Group service revenue increased by 8.9% to £41,719 million, while organic
service revenue declined by 1.6%(*). Service revenue was impacted by
challenging economic conditions in Europe offset by growth in Africa,
Middle East and Asia Pacific.
In Europe service revenue fell 3.8%(*), a 2.1 percentage point decline on the
previous year reflecting challenging economic conditions in most markets,
regulatory pressures on pricing, offset by growth in Italy, Turkey and the
Netherlands. The decline was primarily driven by reduced voice revenue
resulting from continued market and regulatory pressure on pricing and
slower usage growth partially offset by growth in data and fixed line. Turkey
returned to growth in the second half of the financial year with service
revenue growing 31.3%(*) in the fourth quarter. Romania experienced
intense competition throughout the year with service revenue declining
19.9%(*). Mobile termination rate cuts in the region which became effective
during the year, contributed 2.4 percentage points to the decline in service
revenue. Data revenue grew by 17.7%(*) due to an increase in data plans sold
with smartphones and good PC connectivity revenue across the region.
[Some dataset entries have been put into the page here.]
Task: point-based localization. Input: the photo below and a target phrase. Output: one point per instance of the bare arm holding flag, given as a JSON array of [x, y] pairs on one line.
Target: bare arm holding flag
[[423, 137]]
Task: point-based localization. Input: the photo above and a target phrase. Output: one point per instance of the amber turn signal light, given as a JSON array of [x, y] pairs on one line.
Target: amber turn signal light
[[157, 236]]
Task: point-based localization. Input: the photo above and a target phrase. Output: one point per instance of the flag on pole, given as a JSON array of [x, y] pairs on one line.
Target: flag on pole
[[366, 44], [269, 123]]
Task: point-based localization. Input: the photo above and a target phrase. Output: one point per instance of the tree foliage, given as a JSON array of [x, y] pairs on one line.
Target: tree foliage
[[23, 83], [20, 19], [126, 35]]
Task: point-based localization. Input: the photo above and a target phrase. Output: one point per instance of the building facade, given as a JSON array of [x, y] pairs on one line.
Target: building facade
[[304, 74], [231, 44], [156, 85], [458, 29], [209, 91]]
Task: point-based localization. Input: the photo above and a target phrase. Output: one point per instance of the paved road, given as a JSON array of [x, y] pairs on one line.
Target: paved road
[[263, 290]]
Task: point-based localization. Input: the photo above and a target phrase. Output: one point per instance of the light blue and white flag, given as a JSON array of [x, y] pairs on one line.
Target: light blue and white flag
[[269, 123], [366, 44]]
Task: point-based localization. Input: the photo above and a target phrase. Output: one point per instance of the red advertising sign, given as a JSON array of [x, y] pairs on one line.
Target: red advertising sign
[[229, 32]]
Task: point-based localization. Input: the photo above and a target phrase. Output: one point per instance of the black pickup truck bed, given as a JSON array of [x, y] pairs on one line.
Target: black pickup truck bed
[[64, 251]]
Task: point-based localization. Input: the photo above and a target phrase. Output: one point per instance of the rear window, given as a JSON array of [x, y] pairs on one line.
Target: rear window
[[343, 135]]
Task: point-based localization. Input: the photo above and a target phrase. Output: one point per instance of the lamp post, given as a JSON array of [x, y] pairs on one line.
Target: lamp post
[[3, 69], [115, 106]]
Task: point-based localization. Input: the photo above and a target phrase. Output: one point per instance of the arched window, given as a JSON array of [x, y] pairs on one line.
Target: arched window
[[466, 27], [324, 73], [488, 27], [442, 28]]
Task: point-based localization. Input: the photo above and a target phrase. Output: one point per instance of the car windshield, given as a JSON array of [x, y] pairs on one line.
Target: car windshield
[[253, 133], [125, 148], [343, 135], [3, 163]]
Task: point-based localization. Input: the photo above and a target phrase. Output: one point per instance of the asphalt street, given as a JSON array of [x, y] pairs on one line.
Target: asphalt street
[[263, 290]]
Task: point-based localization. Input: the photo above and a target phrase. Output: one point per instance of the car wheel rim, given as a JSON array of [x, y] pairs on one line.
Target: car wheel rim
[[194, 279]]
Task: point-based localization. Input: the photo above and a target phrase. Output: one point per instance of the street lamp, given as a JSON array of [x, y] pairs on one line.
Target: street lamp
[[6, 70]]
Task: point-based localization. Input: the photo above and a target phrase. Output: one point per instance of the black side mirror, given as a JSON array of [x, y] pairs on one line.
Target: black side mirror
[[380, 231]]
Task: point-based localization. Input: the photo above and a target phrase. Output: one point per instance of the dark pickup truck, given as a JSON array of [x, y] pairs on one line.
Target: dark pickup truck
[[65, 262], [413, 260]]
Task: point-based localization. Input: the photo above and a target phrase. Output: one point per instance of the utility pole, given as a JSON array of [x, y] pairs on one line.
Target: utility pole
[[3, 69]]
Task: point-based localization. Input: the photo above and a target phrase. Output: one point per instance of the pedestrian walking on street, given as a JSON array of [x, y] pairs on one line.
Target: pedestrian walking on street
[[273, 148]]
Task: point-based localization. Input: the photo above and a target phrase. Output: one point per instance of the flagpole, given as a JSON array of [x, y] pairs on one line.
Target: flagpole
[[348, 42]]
Fixed line revenue increased by 7.5%(*) with the number of fixed broadband
customers reaching 5.4 million at 31 March 2010, a net increase of 960,000
customers during the financial year.
In Africa, Middle East and Asia Pacific service revenue rose by 7.5%(*) due to
strong growth in Vodacom and India. India’s service revenue increased by
14.7%(*), 4.7 percentage points of which was delivered by the network
sharing joint venture Indus Towers with the remainder being driven by a
46.7% increase in the mobile customer base offset in part by a decline in
mobile voice pricing. In Egypt service revenue grew by 1.3%(*) and Qatar
increased its mobile customer base to 465,000, following the launch of
services in July.
Operating profit
EBITDA increased by 1.7% to £14,735 million, with favourable exchange
rates contributing 5.8 percentage points and the impact of merger and
acquisition activity, primarily the full consolidation of Vodacom, contributing
3.3 percentage points to EBITDA growth.
In Europe, EBITDA decreased by 8.9%(*), with a decline in the EBITDA margin
of 1.5 percentage points, primarily driven by the downward revenue trend,
reduced EBITDA margins across the majority of Europe, investment in
Turkey to drive growth in the second half of the financial year and the
growth of lower margin fixed line operations partially offset by operating and
direct cost savings.
In Africa, Middle East and Asia Pacific EBITDA increased by 5.5%(*) due to
strong revenue growth in Vodacom and India, combined with direct and
customer cost savings partially offset by declines in other markets due to
pricing and recessionary pressure and the start-up in Qatar.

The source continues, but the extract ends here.